A new report from advocacy group The Education Trust shows a large gap in six-year university graduation rates between African-American students and white students.
The Education Trust is a national non-profit advocacy organization that promotes high academic achievement for all students at all levels, particularly for students of color and low-income students.
The report says only about four in 10, or 41% of black students who start college as first-time, full-time freshmen earn bachelor’s degrees from those institutions within six years — a rate 22 percentage points below that of their white peers.
In Michigan, there are some universities that are beating that average — and some that are doing dismally worse.
At the University of Michigan's flagship campus in Ann Arbor, 79.2% of black students graduated within six years in 2012, 2013, and 2014, compared to 91.9% of white students. That's a 12.6% gap, about half the national average. Enrollment of African Americans was 4.9% of the total student body.
But at the same university's Flint campus, six-year graduation rates for both white and black students was very low. Only 22.2% of black students graduated from UM-Flint within 6 years, and only 39.1% of white students achieved the same.
Laurence Technological University in Southfield had the biggest racial gap of all universities in Michigan. A mere 13.7% of black students were able to graduate within six years. That contrasts starkly with the 60.8% of white students who graduated within six years. The percentage of black students enrolled at LTU was 11.5% between 2012 and 2014.
Lawrence Tech Provost Maria Vaz says the university is aware of the gap and working hard to improve the situation. She says black students drop out before graduation for a combination of financial and family reasons, which they're trying to address.

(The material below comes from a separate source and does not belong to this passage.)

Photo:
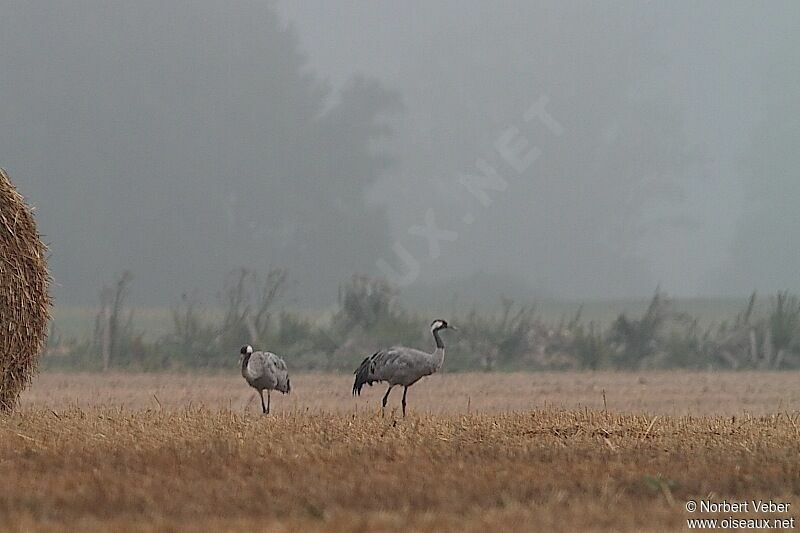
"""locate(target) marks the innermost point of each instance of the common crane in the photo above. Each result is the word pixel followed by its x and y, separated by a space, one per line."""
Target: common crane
pixel 401 366
pixel 264 371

"Many of our minority students are commuter students from the Detroit area, instead of being residential students," Vaz said in an emailed statement. "As it is well known, the graduation rate of commuter students is lower than that of residential students."
Vaz says the university is trying to address that by transitioning the campus to more of a residential campus by building new dorms, so black students will have more success if they live on campus.

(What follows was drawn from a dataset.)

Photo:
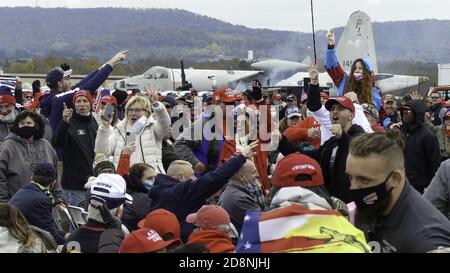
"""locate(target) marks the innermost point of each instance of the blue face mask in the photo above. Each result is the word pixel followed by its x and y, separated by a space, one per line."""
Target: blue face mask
pixel 148 184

She says LTU has also begun outreach programs, including one at a middle school and high school in the Detroit public school system that offers early intervention academic programs — as well as half-off tuition scholarships for students wishing to attend LTU. From the statement:
"We hope by meeting and encouraging students earlier in their careers, we will be able to increase the number of students at LTU from underrepresented populations that are prepared for higher education and to attend Lawrence Tech. Our goal is to increase not only the number of interested students but also to enroll them and to graduate them."
Wayne State University had one of the worst graduation rates for African American students in the country, with only 11.1% managing to get a degree in six years. That compares to 44.3% of white students. Thirty-seven percent of students during the time period of the study were African-American.
Education Trust says it doesn't have to be this way. From the report:
Many will argue that differences in graduation rates are caused by differences in student preparation and other factors that are outside an institution’s control. For years though, we have shown that argument to be false.
Similar colleges serving similar students can produce vastly different outcomes, proving that what institutions do with the students they enroll is absolutely critical.
Meanwhile, Grand Valley State University is significantly beating the national average for six-year graduation rates for its African American students. 57.4% of African American students earned a degree within six years, compared to 67.6% for white students — a 10.1% gap. 5.9% of the students enrolled at GVSU during the study period were African-American.
The tiny religious college Andrews University in Berrien Springs, Michigan, is one of only 28 colleges in the country with a higher six-year graduation rate among African American students compared to white students — 61.3% versus 60.4%. Andrews is the flagship university of the Seventh Day Adventist school system. 22.4% of the student body was African-American during the study period.